NZ currently spends around $50 million per year controlling weeds and managing their impacts. This cost is expected to increase as new weeds emerge and current weeds spread – both of which are likely to accelerate under a warming climate. Despite a huge pool of current, emerging and potential weeds, NZ currently have no effective way of detecting new weeds when they first invade; mostly we rely on luck — as was highlighted in the 2021 Parliamentary Commissioner for the Environment report on weed management in New Zealand.
Kate McAlpine (Department of Conservation) and Nigel Charman (Technical Lead) are working to improve our chances of detecting new weed incursions through the development of an innovative digital tool that harnesses the power of data mobilised via the GBIF network.
Kate and Nigel recently demonstrated the tool they are developing - the Smart Weed Alert Tool or SWAT (see the screen shot above) - which will allow users to receive highly specific alerts based on criteria they set. SWAT will automatically scan GBIF for new exotic plant records in NZ to determine if they match any user’s alert criteria. If a match is found the user(s) will be notified. SWAT will allow users to provide a range of criteria including geographic area (e.g., regions or districts, iwi areas of interest, community restoration areas), buffer zones around the geographic areas, categories of weeds, and the number of occurences that have been recorded (e.g., first occurrence). Importantly, SWAT will enable users to create alerts for new and emerging weeds without needing to specify a species name.

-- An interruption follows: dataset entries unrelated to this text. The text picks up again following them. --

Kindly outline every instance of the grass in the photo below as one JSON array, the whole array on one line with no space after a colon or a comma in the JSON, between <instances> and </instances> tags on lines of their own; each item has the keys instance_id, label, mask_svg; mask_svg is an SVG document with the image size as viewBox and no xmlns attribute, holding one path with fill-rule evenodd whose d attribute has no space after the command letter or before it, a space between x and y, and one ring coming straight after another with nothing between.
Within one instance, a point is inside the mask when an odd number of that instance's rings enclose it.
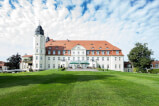
<instances>
[{"instance_id":1,"label":"grass","mask_svg":"<svg viewBox=\"0 0 159 106\"><path fill-rule=\"evenodd\" d=\"M159 75L124 72L0 74L1 106L158 106Z\"/></svg>"}]
</instances>

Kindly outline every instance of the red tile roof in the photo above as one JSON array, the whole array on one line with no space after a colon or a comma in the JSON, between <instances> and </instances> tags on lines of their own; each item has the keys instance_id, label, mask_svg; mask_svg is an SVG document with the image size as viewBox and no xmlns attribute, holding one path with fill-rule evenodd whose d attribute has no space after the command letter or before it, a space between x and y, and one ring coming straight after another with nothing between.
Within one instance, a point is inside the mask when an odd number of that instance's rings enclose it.
<instances>
[{"instance_id":1,"label":"red tile roof","mask_svg":"<svg viewBox=\"0 0 159 106\"><path fill-rule=\"evenodd\" d=\"M45 47L46 47L46 54L51 47L52 50L71 50L73 47L76 45L81 45L86 50L105 50L105 51L110 51L110 55L117 55L116 50L119 50L118 55L123 55L121 52L121 49L118 47L110 44L107 41L97 41L97 40L53 40L51 39L50 41L46 42ZM57 47L57 48L56 48ZM57 51L56 51L57 52ZM57 54L57 53L56 53ZM62 55L62 54L61 54ZM68 55L67 52L65 55ZM89 54L91 55L91 54ZM96 52L94 55L97 55ZM102 53L100 52L100 55Z\"/></svg>"}]
</instances>

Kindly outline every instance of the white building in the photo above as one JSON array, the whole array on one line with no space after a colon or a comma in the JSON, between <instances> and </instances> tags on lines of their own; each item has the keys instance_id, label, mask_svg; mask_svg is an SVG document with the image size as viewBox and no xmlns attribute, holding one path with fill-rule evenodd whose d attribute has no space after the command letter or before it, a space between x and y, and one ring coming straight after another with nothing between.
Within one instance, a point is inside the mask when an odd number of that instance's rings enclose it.
<instances>
[{"instance_id":1,"label":"white building","mask_svg":"<svg viewBox=\"0 0 159 106\"><path fill-rule=\"evenodd\" d=\"M33 41L33 70L57 69L62 66L124 71L121 49L107 41L53 40L45 38L40 25Z\"/></svg>"}]
</instances>

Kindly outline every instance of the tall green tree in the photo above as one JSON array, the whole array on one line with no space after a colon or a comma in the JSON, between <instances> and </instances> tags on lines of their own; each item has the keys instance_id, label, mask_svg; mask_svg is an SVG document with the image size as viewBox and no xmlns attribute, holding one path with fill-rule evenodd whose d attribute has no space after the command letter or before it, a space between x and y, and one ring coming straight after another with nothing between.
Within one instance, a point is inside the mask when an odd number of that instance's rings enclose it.
<instances>
[{"instance_id":1,"label":"tall green tree","mask_svg":"<svg viewBox=\"0 0 159 106\"><path fill-rule=\"evenodd\" d=\"M152 50L148 49L147 43L136 43L135 47L128 54L129 61L131 62L134 68L137 71L144 71L151 67L151 62L153 59L151 55L153 54Z\"/></svg>"},{"instance_id":2,"label":"tall green tree","mask_svg":"<svg viewBox=\"0 0 159 106\"><path fill-rule=\"evenodd\" d=\"M19 69L21 56L17 53L16 55L9 57L7 61L10 69Z\"/></svg>"}]
</instances>

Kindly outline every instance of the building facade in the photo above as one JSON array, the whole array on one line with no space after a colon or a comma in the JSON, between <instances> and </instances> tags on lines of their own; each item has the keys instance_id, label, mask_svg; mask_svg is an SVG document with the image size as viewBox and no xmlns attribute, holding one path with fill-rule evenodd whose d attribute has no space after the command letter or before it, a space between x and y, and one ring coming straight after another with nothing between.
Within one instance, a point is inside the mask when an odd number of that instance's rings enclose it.
<instances>
[{"instance_id":1,"label":"building facade","mask_svg":"<svg viewBox=\"0 0 159 106\"><path fill-rule=\"evenodd\" d=\"M33 70L103 68L124 71L121 49L107 41L53 40L39 25L33 36Z\"/></svg>"},{"instance_id":2,"label":"building facade","mask_svg":"<svg viewBox=\"0 0 159 106\"><path fill-rule=\"evenodd\" d=\"M159 69L159 61L153 61L151 63L151 69Z\"/></svg>"}]
</instances>

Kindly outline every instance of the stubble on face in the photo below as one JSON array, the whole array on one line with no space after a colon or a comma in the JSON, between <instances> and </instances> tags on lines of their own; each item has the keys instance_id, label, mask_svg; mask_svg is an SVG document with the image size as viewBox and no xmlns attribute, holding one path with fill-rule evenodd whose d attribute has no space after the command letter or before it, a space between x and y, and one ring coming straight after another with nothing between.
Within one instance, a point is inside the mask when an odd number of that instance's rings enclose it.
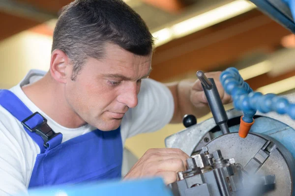
<instances>
[{"instance_id":1,"label":"stubble on face","mask_svg":"<svg viewBox=\"0 0 295 196\"><path fill-rule=\"evenodd\" d=\"M151 54L136 55L113 44L104 58L88 58L75 81L65 87L68 103L86 122L103 131L118 127L124 115L137 103L141 80L151 71Z\"/></svg>"}]
</instances>

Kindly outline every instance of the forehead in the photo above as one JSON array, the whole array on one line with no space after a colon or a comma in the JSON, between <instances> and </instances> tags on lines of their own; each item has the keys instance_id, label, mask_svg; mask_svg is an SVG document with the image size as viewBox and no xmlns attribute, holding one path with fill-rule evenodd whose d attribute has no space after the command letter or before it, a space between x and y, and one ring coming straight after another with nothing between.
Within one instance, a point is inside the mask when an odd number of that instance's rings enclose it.
<instances>
[{"instance_id":1,"label":"forehead","mask_svg":"<svg viewBox=\"0 0 295 196\"><path fill-rule=\"evenodd\" d=\"M105 71L119 72L148 72L150 69L151 53L140 56L122 49L117 45L107 44L102 61L105 64Z\"/></svg>"}]
</instances>

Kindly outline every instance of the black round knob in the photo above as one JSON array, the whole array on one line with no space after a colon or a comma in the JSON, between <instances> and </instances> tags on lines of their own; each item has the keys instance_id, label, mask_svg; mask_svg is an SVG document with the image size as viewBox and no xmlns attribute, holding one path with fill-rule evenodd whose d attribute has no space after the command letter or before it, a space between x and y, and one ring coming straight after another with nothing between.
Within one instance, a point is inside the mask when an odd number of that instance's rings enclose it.
<instances>
[{"instance_id":1,"label":"black round knob","mask_svg":"<svg viewBox=\"0 0 295 196\"><path fill-rule=\"evenodd\" d=\"M182 119L182 123L186 127L197 124L197 119L192 114L186 114Z\"/></svg>"}]
</instances>

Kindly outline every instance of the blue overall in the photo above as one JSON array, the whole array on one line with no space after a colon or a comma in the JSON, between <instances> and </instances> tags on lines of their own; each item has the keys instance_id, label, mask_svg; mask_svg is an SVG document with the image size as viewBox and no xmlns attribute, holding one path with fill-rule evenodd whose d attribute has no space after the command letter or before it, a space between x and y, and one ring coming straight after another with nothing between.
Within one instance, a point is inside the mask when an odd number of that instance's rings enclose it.
<instances>
[{"instance_id":1,"label":"blue overall","mask_svg":"<svg viewBox=\"0 0 295 196\"><path fill-rule=\"evenodd\" d=\"M29 188L119 178L123 147L120 127L98 129L61 143L40 114L33 114L11 91L0 90L0 105L20 122L40 147ZM28 118L29 117L29 118Z\"/></svg>"}]
</instances>

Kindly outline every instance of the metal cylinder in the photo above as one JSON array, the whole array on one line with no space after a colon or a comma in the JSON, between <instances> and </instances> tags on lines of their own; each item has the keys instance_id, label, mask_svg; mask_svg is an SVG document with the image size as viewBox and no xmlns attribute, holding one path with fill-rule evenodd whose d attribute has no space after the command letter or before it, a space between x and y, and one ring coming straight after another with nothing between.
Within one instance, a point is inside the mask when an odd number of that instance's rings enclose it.
<instances>
[{"instance_id":1,"label":"metal cylinder","mask_svg":"<svg viewBox=\"0 0 295 196\"><path fill-rule=\"evenodd\" d=\"M295 195L295 160L277 141L263 134L250 133L241 138L237 133L231 133L215 138L207 146L210 151L220 150L225 159L234 158L247 175L274 175L275 188L263 195ZM249 187L248 191L253 189Z\"/></svg>"}]
</instances>

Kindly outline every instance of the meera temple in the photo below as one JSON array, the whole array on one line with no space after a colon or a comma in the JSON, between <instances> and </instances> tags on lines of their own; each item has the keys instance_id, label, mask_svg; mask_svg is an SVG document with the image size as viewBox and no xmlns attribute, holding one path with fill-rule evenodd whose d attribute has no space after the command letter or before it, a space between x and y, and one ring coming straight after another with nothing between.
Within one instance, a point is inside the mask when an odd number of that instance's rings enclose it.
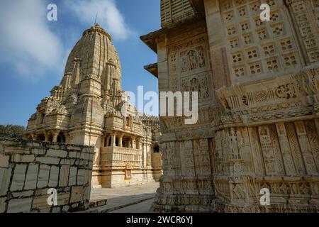
<instances>
[{"instance_id":1,"label":"meera temple","mask_svg":"<svg viewBox=\"0 0 319 227\"><path fill-rule=\"evenodd\" d=\"M128 104L118 52L99 24L83 33L50 93L28 120L26 138L94 146L93 187L159 179L158 118Z\"/></svg>"}]
</instances>

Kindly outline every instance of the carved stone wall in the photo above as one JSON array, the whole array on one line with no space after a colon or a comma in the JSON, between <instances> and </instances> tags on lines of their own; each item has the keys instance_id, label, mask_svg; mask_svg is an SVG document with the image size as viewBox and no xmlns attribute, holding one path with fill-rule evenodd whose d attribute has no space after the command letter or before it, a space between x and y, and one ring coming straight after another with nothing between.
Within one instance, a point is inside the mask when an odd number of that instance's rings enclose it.
<instances>
[{"instance_id":1,"label":"carved stone wall","mask_svg":"<svg viewBox=\"0 0 319 227\"><path fill-rule=\"evenodd\" d=\"M160 92L199 94L196 124L160 117L155 209L318 212L318 1L264 1L270 21L262 1L201 2L204 18L142 38L157 52Z\"/></svg>"}]
</instances>

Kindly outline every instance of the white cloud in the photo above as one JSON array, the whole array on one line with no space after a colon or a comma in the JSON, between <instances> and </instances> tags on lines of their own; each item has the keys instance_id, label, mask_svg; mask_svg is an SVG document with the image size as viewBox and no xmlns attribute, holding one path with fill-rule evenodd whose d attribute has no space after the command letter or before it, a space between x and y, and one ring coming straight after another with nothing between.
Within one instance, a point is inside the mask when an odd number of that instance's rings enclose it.
<instances>
[{"instance_id":1,"label":"white cloud","mask_svg":"<svg viewBox=\"0 0 319 227\"><path fill-rule=\"evenodd\" d=\"M35 79L59 66L62 46L48 28L42 0L0 1L0 62Z\"/></svg>"},{"instance_id":2,"label":"white cloud","mask_svg":"<svg viewBox=\"0 0 319 227\"><path fill-rule=\"evenodd\" d=\"M98 13L97 23L114 38L124 40L131 34L115 0L68 0L65 3L88 26L94 24Z\"/></svg>"}]
</instances>

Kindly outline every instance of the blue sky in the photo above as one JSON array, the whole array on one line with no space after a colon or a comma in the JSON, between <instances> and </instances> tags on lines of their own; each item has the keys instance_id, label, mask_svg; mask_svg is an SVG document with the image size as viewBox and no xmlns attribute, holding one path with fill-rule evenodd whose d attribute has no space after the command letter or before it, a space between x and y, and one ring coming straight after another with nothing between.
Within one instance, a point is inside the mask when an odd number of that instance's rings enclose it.
<instances>
[{"instance_id":1,"label":"blue sky","mask_svg":"<svg viewBox=\"0 0 319 227\"><path fill-rule=\"evenodd\" d=\"M57 21L47 20L50 3ZM69 51L96 12L118 52L123 89L157 91L157 79L143 69L156 55L139 37L160 28L160 0L1 0L0 124L26 126L60 83Z\"/></svg>"}]
</instances>

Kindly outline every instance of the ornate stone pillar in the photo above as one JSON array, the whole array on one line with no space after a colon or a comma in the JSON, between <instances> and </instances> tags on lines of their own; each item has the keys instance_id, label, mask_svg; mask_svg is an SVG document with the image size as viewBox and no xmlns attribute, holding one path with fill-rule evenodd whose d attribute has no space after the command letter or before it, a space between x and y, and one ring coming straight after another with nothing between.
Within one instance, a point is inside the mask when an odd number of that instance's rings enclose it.
<instances>
[{"instance_id":1,"label":"ornate stone pillar","mask_svg":"<svg viewBox=\"0 0 319 227\"><path fill-rule=\"evenodd\" d=\"M44 134L45 134L45 142L49 141L49 136L50 136L49 133L48 132L45 132Z\"/></svg>"},{"instance_id":2,"label":"ornate stone pillar","mask_svg":"<svg viewBox=\"0 0 319 227\"><path fill-rule=\"evenodd\" d=\"M110 143L110 135L108 135L106 136L106 140L105 142L106 143L106 144L104 144L104 146L108 147L108 144Z\"/></svg>"},{"instance_id":3,"label":"ornate stone pillar","mask_svg":"<svg viewBox=\"0 0 319 227\"><path fill-rule=\"evenodd\" d=\"M112 147L115 147L116 146L116 134L111 134L111 146Z\"/></svg>"},{"instance_id":4,"label":"ornate stone pillar","mask_svg":"<svg viewBox=\"0 0 319 227\"><path fill-rule=\"evenodd\" d=\"M118 138L118 146L121 148L123 147L122 140L123 140L123 134L120 134L119 138Z\"/></svg>"},{"instance_id":5,"label":"ornate stone pillar","mask_svg":"<svg viewBox=\"0 0 319 227\"><path fill-rule=\"evenodd\" d=\"M52 135L53 135L53 140L52 140L52 142L57 143L57 135L59 135L59 131L58 131L58 130L55 131L52 133Z\"/></svg>"},{"instance_id":6,"label":"ornate stone pillar","mask_svg":"<svg viewBox=\"0 0 319 227\"><path fill-rule=\"evenodd\" d=\"M65 143L69 143L69 135L67 132L64 132L63 135L65 137Z\"/></svg>"},{"instance_id":7,"label":"ornate stone pillar","mask_svg":"<svg viewBox=\"0 0 319 227\"><path fill-rule=\"evenodd\" d=\"M309 0L286 0L289 7L295 31L301 43L306 65L319 61L319 40L317 35L317 18L313 13Z\"/></svg>"},{"instance_id":8,"label":"ornate stone pillar","mask_svg":"<svg viewBox=\"0 0 319 227\"><path fill-rule=\"evenodd\" d=\"M102 135L101 135L101 148L104 148L105 147L105 135L104 134L102 134Z\"/></svg>"}]
</instances>

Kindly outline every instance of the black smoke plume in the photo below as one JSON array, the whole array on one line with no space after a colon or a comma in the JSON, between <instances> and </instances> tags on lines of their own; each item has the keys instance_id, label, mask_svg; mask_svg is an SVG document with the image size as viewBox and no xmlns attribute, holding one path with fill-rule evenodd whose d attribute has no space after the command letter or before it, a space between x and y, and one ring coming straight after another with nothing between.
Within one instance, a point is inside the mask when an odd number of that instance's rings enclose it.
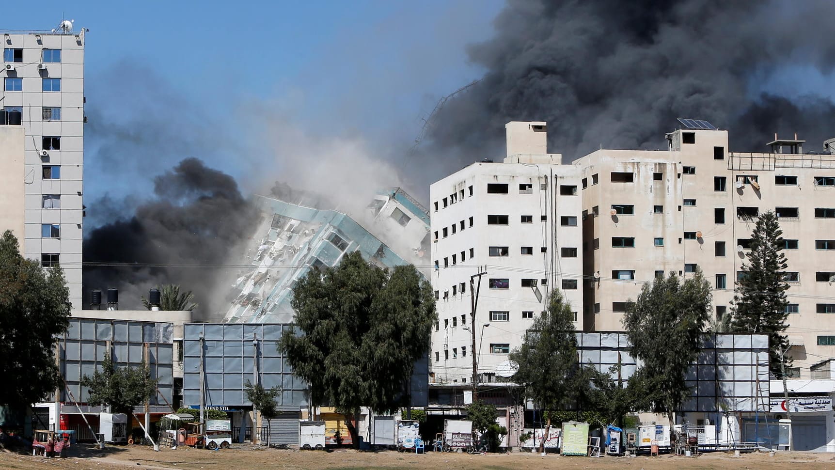
<instances>
[{"instance_id":1,"label":"black smoke plume","mask_svg":"<svg viewBox=\"0 0 835 470\"><path fill-rule=\"evenodd\" d=\"M608 148L665 148L676 118L728 129L731 149L766 151L775 132L818 149L835 137L820 96L763 93L780 70L835 66L835 3L510 0L497 33L468 53L483 79L447 103L435 149L501 154L504 124L544 120L566 160Z\"/></svg>"},{"instance_id":2,"label":"black smoke plume","mask_svg":"<svg viewBox=\"0 0 835 470\"><path fill-rule=\"evenodd\" d=\"M204 318L217 320L218 286L234 278L229 263L242 262L235 249L252 235L256 217L231 176L197 159L180 161L154 179L154 197L135 212L84 239L84 304L90 290L113 286L122 308L139 308L140 295L172 283L193 291Z\"/></svg>"}]
</instances>

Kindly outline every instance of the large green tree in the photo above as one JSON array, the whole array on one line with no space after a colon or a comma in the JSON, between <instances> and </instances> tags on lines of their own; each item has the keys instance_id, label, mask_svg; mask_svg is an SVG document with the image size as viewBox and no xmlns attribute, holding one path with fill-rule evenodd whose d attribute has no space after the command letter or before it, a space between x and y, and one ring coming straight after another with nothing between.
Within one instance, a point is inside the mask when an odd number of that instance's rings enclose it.
<instances>
[{"instance_id":1,"label":"large green tree","mask_svg":"<svg viewBox=\"0 0 835 470\"><path fill-rule=\"evenodd\" d=\"M200 304L195 302L195 295L191 291L180 292L180 286L176 284L165 284L157 289L159 290L159 310L191 311L200 306ZM151 310L151 302L144 296L142 296L142 306Z\"/></svg>"},{"instance_id":2,"label":"large green tree","mask_svg":"<svg viewBox=\"0 0 835 470\"><path fill-rule=\"evenodd\" d=\"M145 364L117 367L109 354L104 355L101 370L81 377L81 385L89 389L89 403L107 405L113 412L128 416L134 407L144 404L156 392L156 383Z\"/></svg>"},{"instance_id":3,"label":"large green tree","mask_svg":"<svg viewBox=\"0 0 835 470\"><path fill-rule=\"evenodd\" d=\"M731 317L728 330L731 332L764 333L768 335L769 369L780 377L788 338L782 334L788 326L785 282L787 267L782 253L782 230L777 216L771 211L760 215L752 235L751 252L742 264L736 281Z\"/></svg>"},{"instance_id":4,"label":"large green tree","mask_svg":"<svg viewBox=\"0 0 835 470\"><path fill-rule=\"evenodd\" d=\"M552 291L548 310L534 320L510 360L519 366L514 382L525 387L539 407L564 411L576 405L588 382L581 379L584 374L578 373L574 313L559 290ZM546 433L551 427L549 417Z\"/></svg>"},{"instance_id":5,"label":"large green tree","mask_svg":"<svg viewBox=\"0 0 835 470\"><path fill-rule=\"evenodd\" d=\"M354 251L301 277L291 305L303 335L287 331L279 347L309 384L311 403L344 414L358 445L352 418L361 407L383 413L407 404L437 316L432 286L412 265L385 270Z\"/></svg>"},{"instance_id":6,"label":"large green tree","mask_svg":"<svg viewBox=\"0 0 835 470\"><path fill-rule=\"evenodd\" d=\"M672 272L656 277L627 305L624 327L632 354L643 363L630 379L636 407L666 413L671 429L673 412L691 394L685 377L702 346L711 297L710 283L696 270L684 282Z\"/></svg>"},{"instance_id":7,"label":"large green tree","mask_svg":"<svg viewBox=\"0 0 835 470\"><path fill-rule=\"evenodd\" d=\"M6 230L0 239L0 405L20 412L63 387L55 337L67 331L69 311L61 268L23 258Z\"/></svg>"}]
</instances>

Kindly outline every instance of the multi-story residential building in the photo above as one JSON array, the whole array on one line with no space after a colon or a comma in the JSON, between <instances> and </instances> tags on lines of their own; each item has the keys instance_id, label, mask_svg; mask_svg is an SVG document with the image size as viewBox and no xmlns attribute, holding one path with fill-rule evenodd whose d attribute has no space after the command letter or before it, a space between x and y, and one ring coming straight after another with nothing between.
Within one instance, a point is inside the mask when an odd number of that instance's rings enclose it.
<instances>
[{"instance_id":1,"label":"multi-story residential building","mask_svg":"<svg viewBox=\"0 0 835 470\"><path fill-rule=\"evenodd\" d=\"M726 130L680 122L667 150L600 149L574 162L585 330L622 330L644 283L696 268L714 288L716 318L727 315L757 218L772 210L788 260L792 374L809 376L835 354L835 155L776 136L769 153L729 152Z\"/></svg>"},{"instance_id":2,"label":"multi-story residential building","mask_svg":"<svg viewBox=\"0 0 835 470\"><path fill-rule=\"evenodd\" d=\"M73 308L81 308L84 30L3 32L0 127L22 127L14 142L23 174L0 190L23 194L23 255L60 264ZM5 135L9 135L8 132ZM17 158L17 157L16 157ZM4 168L8 162L4 161ZM5 177L5 174L4 174ZM7 212L3 217L6 218ZM3 225L8 225L6 222ZM8 225L11 226L12 225Z\"/></svg>"},{"instance_id":3,"label":"multi-story residential building","mask_svg":"<svg viewBox=\"0 0 835 470\"><path fill-rule=\"evenodd\" d=\"M504 163L473 163L429 190L436 383L471 382L473 354L479 382L511 375L508 354L547 308L549 290L561 290L583 328L579 170L546 153L545 123L506 130Z\"/></svg>"}]
</instances>

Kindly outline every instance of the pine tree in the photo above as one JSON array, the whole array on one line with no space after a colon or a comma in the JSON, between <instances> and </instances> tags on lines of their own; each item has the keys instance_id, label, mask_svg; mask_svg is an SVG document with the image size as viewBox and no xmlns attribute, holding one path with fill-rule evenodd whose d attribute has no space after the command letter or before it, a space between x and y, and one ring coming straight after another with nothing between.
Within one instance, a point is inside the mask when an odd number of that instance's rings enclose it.
<instances>
[{"instance_id":1,"label":"pine tree","mask_svg":"<svg viewBox=\"0 0 835 470\"><path fill-rule=\"evenodd\" d=\"M761 215L752 236L751 253L736 281L730 331L768 334L769 370L780 377L781 363L791 360L782 354L788 348L788 338L782 334L788 326L784 270L788 265L777 215Z\"/></svg>"}]
</instances>

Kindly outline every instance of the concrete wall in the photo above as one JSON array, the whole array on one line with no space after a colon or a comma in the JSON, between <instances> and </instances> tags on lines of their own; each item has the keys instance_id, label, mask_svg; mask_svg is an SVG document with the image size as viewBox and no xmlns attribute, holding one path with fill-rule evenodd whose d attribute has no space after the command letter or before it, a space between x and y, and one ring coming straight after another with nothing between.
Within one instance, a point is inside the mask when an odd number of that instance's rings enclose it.
<instances>
[{"instance_id":1,"label":"concrete wall","mask_svg":"<svg viewBox=\"0 0 835 470\"><path fill-rule=\"evenodd\" d=\"M0 125L0 233L12 230L25 253L23 128Z\"/></svg>"}]
</instances>

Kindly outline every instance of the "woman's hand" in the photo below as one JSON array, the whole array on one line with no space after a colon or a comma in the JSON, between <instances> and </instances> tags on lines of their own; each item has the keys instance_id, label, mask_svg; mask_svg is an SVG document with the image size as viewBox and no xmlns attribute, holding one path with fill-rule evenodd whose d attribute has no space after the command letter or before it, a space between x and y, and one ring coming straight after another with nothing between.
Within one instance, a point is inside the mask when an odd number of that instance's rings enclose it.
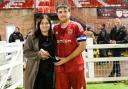
<instances>
[{"instance_id":1,"label":"woman's hand","mask_svg":"<svg viewBox=\"0 0 128 89\"><path fill-rule=\"evenodd\" d=\"M47 51L39 51L39 55L41 56L42 60L49 58L49 53Z\"/></svg>"}]
</instances>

Kate and Nigel hope that SWAT will result in a positive feedback loop that utilises the power of the citizen scientist. Citizen scientists will be able to contribute to SWAT simply by posting their exotic plant observations to iNaturalist, once the identification has been confirmed in iNaturalist the record automatically feeds into GBIF and will then be checked by SWAT. Kate and Nigel suggest that knowing that their iNaturalist observations are contributing to a national weed surveillance tool is likely to incentivise the users of iNaturalist. This in turn will improve weed distribution data, making SWAT more accurate and powerful.
In addition to the records already being mobilised via citizen science platforms and research agencies, SWAT will benefit from the work of regional councils and government agencies once their weed data are mobilised into GBIF.
Kate and Nigel state that SWAT could be expanded to include other types of invasive pests such as fish, invertebrates and fungi.
When released SWAT will be open source and freely available to any person or organisation with an interest in weeds.